The Duncan Road case exposed flaws in the way our community plans and governs land use. The good news is that those flaws can be corrected.
We recognize that any kind of development anywhere in the county is likely to raise concerns from neighbors, whose voices deserve to be heard by the leaders who represent them. But a healthier approach to planning and zoning is to determine which areas are proper growth corridors, put them in the comprehensive plan and stop debating zoning changes tract by tract. Using Duncan Road as an example, the debate should have occurred at the time the land was designated an employment center but left with an agricultural designation.
Could the debate have been avoided had the county been more proactive in engaging neighbors and other stakeholders in the update of the comprehensive plan? Probably not entirely, but it would have been less contentious. Another needed improvement is labeling all properties on the National Register of Historic Places — a relatively short list in this community — on city and county planning maps. If a change in land use for those properties is contemplated in the comprehensive plan, officials should automatically schedule a public hearing and allow those concerned about individual properties to have their say.
The Daily Independent on the effects of coronavirus restrictions on nursing homes residents:
Let’s not forget about the mental toll that accompanies the novel coronavirus, especially in a nursing home.
Throughout the last three-plus months, nursing home residents have been even more cooped up than usual. We at The Daily Independent know there are several high-quality nursing homes in our area complete with good employees, but that only goes so far.
These elderly folks love to see their families, and COVID-19 has been such an impenetrable obstacle. Many of them have seen their loved ones, but just through windows. It’s not the same.
As detrimental as the actual coronavirus has been — especially regarding the same demographic associated with nursing homes — the mental and emotional anguish that tags along with it has been even more devastating at times.
Although Kentucky has seen a few days in recent weeks consisting of alarming jumps in the number of cases, there is good news on the horizon for nursing home residents and their families.
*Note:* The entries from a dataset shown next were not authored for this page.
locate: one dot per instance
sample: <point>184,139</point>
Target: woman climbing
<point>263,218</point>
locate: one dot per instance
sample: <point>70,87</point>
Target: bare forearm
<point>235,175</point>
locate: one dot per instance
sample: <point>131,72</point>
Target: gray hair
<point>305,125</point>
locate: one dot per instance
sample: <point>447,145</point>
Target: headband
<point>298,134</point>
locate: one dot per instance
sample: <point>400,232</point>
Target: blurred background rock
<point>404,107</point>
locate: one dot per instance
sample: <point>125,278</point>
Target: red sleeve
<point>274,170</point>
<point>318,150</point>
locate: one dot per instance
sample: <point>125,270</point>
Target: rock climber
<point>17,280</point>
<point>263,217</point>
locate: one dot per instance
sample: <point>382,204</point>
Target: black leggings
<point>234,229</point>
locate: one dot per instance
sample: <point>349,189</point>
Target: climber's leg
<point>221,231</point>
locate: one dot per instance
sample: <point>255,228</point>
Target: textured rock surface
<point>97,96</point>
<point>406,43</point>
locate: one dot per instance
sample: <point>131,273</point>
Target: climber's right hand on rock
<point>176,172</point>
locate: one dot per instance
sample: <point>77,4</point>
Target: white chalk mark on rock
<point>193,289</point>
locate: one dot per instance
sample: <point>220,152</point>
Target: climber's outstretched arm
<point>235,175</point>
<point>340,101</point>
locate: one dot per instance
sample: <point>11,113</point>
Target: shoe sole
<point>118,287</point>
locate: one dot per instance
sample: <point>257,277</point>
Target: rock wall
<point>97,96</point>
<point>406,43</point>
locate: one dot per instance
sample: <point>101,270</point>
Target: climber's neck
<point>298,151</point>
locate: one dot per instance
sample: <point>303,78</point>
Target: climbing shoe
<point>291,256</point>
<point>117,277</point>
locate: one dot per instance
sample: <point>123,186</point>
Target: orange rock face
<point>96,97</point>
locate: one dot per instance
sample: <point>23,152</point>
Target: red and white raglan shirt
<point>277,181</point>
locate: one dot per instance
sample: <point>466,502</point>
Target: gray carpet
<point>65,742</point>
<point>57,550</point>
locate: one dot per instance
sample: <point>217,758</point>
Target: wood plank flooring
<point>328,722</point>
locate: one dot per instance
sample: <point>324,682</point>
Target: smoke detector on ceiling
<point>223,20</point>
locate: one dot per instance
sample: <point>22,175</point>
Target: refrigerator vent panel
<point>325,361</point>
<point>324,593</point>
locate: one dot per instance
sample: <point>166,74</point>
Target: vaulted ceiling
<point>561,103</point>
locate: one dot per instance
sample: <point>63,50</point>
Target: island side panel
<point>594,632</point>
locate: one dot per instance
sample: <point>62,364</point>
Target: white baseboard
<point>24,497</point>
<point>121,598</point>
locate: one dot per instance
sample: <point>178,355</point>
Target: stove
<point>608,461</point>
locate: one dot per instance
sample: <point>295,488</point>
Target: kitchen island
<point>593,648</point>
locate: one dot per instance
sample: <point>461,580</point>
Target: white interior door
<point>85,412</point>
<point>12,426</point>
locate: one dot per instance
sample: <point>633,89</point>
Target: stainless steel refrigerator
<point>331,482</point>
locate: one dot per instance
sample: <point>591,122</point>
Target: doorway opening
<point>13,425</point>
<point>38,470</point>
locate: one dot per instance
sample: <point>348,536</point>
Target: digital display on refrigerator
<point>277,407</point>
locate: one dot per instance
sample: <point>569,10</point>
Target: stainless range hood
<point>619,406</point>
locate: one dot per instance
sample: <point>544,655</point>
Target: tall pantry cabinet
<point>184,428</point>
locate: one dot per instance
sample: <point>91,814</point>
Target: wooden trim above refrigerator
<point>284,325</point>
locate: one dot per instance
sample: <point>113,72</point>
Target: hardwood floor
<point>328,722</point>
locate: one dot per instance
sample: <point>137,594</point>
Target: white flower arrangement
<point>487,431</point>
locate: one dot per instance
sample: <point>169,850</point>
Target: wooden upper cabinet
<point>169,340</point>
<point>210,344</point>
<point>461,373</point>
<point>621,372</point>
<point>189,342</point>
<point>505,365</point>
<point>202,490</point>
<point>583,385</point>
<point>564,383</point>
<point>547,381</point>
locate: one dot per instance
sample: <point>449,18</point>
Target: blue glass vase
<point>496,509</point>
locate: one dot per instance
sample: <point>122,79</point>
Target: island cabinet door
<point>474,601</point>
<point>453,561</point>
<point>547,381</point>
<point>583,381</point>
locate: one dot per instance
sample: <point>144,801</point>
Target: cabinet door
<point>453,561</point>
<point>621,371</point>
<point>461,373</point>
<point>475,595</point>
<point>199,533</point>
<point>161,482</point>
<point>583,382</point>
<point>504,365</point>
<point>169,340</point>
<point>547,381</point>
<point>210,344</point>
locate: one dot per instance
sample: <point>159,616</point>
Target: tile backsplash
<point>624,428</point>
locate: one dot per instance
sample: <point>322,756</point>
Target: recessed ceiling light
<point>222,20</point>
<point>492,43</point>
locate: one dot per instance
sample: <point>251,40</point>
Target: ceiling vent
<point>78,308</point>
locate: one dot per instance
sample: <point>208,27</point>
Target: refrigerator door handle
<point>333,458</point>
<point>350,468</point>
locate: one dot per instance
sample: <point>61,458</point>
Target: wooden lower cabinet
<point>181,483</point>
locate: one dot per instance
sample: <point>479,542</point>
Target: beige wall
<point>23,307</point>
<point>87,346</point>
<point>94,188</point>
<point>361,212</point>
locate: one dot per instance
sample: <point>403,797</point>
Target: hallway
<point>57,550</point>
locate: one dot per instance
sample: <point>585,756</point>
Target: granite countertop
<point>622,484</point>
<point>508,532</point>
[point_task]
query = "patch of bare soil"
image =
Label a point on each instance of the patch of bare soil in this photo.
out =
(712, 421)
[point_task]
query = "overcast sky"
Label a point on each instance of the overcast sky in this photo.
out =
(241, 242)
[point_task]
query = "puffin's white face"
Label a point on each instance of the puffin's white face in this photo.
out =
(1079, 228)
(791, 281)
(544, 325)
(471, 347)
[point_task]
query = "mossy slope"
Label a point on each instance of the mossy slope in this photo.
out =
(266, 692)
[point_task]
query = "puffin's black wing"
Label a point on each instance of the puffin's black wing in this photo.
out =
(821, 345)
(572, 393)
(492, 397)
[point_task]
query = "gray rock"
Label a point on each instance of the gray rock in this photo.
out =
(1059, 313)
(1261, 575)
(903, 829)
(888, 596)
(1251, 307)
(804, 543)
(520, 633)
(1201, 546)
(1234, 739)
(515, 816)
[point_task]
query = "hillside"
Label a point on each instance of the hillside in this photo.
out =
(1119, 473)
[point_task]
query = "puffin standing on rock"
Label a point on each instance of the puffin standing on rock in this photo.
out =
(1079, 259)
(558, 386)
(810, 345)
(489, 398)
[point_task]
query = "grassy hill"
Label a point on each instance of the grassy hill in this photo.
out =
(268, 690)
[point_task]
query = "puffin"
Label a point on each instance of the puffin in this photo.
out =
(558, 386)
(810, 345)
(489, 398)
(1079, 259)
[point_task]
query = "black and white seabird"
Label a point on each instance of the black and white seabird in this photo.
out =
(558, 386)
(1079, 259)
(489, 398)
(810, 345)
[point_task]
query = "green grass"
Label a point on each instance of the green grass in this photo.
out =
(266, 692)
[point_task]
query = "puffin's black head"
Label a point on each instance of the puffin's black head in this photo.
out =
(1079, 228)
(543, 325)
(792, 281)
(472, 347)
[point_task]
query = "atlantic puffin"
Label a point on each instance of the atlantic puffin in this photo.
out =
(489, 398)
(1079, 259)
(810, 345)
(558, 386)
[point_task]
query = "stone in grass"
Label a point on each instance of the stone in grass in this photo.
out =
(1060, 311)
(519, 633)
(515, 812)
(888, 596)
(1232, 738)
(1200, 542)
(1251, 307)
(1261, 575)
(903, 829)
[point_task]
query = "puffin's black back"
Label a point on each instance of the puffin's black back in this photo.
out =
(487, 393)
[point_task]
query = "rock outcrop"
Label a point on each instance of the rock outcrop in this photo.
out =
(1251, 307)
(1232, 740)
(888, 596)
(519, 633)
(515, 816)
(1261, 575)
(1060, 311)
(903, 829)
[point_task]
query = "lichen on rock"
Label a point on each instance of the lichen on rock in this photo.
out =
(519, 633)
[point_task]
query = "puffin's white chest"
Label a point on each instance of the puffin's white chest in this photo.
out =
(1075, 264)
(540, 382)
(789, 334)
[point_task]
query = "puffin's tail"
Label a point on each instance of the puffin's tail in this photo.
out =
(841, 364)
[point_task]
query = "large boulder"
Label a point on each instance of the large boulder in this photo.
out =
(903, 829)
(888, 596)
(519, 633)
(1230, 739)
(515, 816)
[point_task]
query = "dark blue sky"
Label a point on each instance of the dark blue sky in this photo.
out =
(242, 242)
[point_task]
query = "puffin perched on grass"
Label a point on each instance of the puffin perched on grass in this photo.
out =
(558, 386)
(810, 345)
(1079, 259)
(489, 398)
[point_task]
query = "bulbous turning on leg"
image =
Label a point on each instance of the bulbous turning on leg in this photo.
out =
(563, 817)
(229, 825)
Eric Friedlander, the Cabinet for Health and Family Services’ secretary, said the state will resume visitation at assisted living and personal care homes, group activities of 10 or fewer in facilities, communal dining and off-site appointments, according to Kentucky Today.
Over the last three months, much has been learned about this invisible nuisance, but plenty of mystery remains.
Let’s hope we don’t see any tragic outbreaks at nursing homes going forward, but let’s also hope these people can enjoy the latter stages of their lives as unencumbered as possible.